Fuimos un tiempo propietarios conjuntos de un Ford Phaeton de segunda mano y salíamos juntos con frecuencia con nuestras chicas. Phaeton era hijo de Helios, el sol. Cogió prestado un día el carro llameante de su padre y lo condujo de forma tan irresponsable que convirtió en desierto varias zonas del norte de África. Para evitar que todo el planeta quedase devastado, Zeus tuvo que matarle con un rayo. «Bien por Zeus», digo yo. No le quedaba otra salida.
Pero mi amistad con Clewes nunca fue profunda y terminó cuando me quitó una chica y se casó con ella. La chica pertenecía a una antigua y distinguida familia de Nueva Inglaterra, propietaria de la Wyatt Clock Company de Brockton, Massachusetts, entre otras cosas. Su hermano fue compañero mío de habitación en Harvard en el primer curso que yo pasé allí, por eso la conocí. Es una de las cuatro mujeres a las que he querido de veras. Se llamaba de soltera Sarah Wyatt.
Cuando destrocé por accidente su vida, Leland Clewes y yo llevábamos diez años o más sin la menor relación. El y su Sarah habían tenido un vástago, una hija, tres años mayor que mi hijo. Él se había convertido en el meteorito más deslumbrante del Ministerio del Interior y era opinión general que sería ministro del Interior algún día y quizás hasta Presidente. No había nadie en Washington que tuviera mejor planta y más simpatía que Leland Clewes.

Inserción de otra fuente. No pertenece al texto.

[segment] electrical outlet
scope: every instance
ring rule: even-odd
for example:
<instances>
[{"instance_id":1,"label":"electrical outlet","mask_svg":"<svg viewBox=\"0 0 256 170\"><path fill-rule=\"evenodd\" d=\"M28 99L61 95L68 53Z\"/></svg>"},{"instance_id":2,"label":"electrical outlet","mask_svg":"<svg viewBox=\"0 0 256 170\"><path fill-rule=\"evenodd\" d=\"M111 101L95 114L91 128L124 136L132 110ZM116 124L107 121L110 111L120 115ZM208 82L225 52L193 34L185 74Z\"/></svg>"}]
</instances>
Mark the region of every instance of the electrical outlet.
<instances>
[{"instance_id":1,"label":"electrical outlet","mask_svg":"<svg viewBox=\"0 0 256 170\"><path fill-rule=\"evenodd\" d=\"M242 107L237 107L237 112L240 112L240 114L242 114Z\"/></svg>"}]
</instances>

Así fue cómo destruí yo su carrera: Bajo juramento, y, en respuesta a una pregunta del congresista Nixon, enumeré una serie de nombres de quienes sabía que habían sido comunistas durante la Gran Depresión, pero que habían demostrado ser destacados patriotas durante la Segunda Guerra Mundial. En esta lista de honor incluí el nombre de Leland Clewes. No se hizo, por entonces, ningún comentario particular. Sólo cuando llegué a casa aquella tarde supe por mi mujer, que había estado escuchándome y escuchando luego todos los programas de noticias que pudo sintonizar, que a Leland Clewes no se le había relacionado nunca con el comunismo, en ningún sentido.